If, God forbid, any of you should find yourselves in Palo Alto tomorrow night with nothing to do, I'm doing a reading at 6:30 pm here at Stanford. The reading's in the English Department's Terrace Room, which is Building 460, Room 426. It's an unusual lineup--all of the readers are English Ph.D. students: Ian Bickford, Noam Cohen, Joann Kleinneiur, Michelle Rhee, Giles Scott and myself. I say unusual because while it's obviously not unusual for there to be readings by students around here, it's usually by the Stegner fellows.
The relationship between the "critical" and "creative" sides of the English department is just as vexed here as it is in any place where there are Ph.D. and MFA programs (though the Stegner program is not, technically, an MFA program; it's more like the poetry equivalent of a post-doctoral fellowship). It's perhaps made more pronounced by the fact that at least until recently, most Ph.D. students who came here to study modern poetry came to study with Marjorie Perloff, and hence share an avant-garde, experimental orientation that's often skeptical of the aesthetic of contemporary writing programs. But by and large this doesn't erupt into anything like hostility; they just do their thing and we do ours, pretty much in ignorance of each other.

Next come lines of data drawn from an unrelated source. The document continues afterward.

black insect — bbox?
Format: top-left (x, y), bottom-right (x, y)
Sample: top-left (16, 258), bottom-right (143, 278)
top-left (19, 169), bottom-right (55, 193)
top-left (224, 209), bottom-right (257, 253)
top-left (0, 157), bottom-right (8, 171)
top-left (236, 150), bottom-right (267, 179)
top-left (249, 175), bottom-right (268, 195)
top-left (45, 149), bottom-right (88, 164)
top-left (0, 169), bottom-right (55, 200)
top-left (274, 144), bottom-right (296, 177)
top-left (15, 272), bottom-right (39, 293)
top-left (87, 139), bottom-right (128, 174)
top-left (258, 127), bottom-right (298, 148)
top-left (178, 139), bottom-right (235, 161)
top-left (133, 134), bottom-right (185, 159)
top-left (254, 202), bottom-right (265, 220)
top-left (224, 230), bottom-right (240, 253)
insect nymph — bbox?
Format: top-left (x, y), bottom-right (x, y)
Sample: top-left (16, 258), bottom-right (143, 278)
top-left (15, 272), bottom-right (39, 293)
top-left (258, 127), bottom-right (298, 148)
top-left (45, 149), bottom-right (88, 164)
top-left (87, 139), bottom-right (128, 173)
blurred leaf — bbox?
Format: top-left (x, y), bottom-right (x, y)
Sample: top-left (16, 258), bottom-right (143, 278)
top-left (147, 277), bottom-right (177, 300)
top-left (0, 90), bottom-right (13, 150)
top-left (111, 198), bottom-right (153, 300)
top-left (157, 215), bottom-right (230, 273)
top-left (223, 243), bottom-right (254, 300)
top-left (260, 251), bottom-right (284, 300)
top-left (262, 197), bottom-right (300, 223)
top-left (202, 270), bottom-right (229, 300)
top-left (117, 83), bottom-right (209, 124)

It's certainly true that almost anyone who studies modern poetry is at least a closet poet. But the way most Ph.D. programs work, there's never any formal or even informal way for grad students to share their creative work (in part because many senior faculty remain skeptical about the seriousness of institutional creative writing). So it will be interesting to see what my classmates have to offer.